Open Access Green: Postprint online verfügbar 07/2023 möglich sobald bei der ZB eingereicht worden ist.
Association of green space with bone mineral density change and incident fracture in elderly Hong Kong Chinese: Mr. OS and Ms. OS study.
Environ. Res. 201:111547 (2021)
Background: A large body of literature has reported positive effects of green space (GS) on various aspects of health and well-being, while no studies explore the role of GS in bone health. Objectives: The present study aimed to investigate the associations of GS with bone mineral density (BMD) change and incident fracture in a prospective cohort of elderly Hong Kong Chinese. Methods: Between 2001 and 2003, 3944 participants aged 65 years and older at baseline were recruited. GS (%) within 300-m and 500-m buffers were calculated for each participant based on the Normalized Difference Vegetation Index. BMD at whole body, lumbar spine, total hip, and femoral neck were assessed by dual energy X-ray absorptiometry at baseline and 3 follow-ups. Incident fracture cases were ascertained from the electronic database of Hospital Authority of Hong Kong.
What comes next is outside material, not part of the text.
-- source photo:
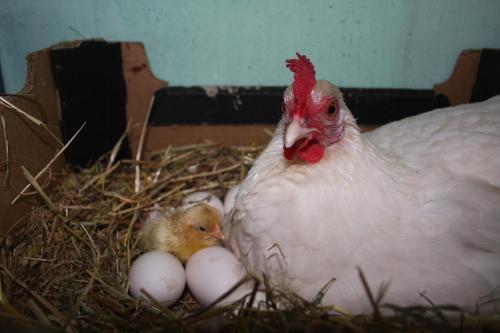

Linear mixed-effects models and Cox proportional hazards models were used to investigate the associations of GS with changes in BMD and incident fracture, respectively. Results: Greater GS within 300-m and 500-m buffers were associated with a slower increase in lumbar spine BMD over 14 years. After adjustment for potential confounders, β and 95% confidence intervals (CIs) of change in BMD across Q2-Q4 (quartiles of GS measured in a 300-m, compared with Q1) were −6.42 (−12.3, −0.59), −7.78 (−13.6, −1.97), and −7.83 (−13.7, −2.00) mg/cm3, respectively. GS was also positively associated with non-spinal fracture and major osteoporotic fracture incidence risks. Multivariable-adjusted hazard ratios (95%CIs) were 1.40 (1.09, 1.79; P-trend = 0.036) for non-spinal fracture and 1.53 (1.13, 2.07; P-trend = 0.010) for major osteoporotic fracture (Q4 compared with Q1 of GS measured in a 300-m buffer). Positive GS-fracture associations were also found for GS within a 500-m buffer. Conclusions: We found that those who lived near higher GS levels had a slower increase in lumbar spine BMD and had higher incident fracture risk.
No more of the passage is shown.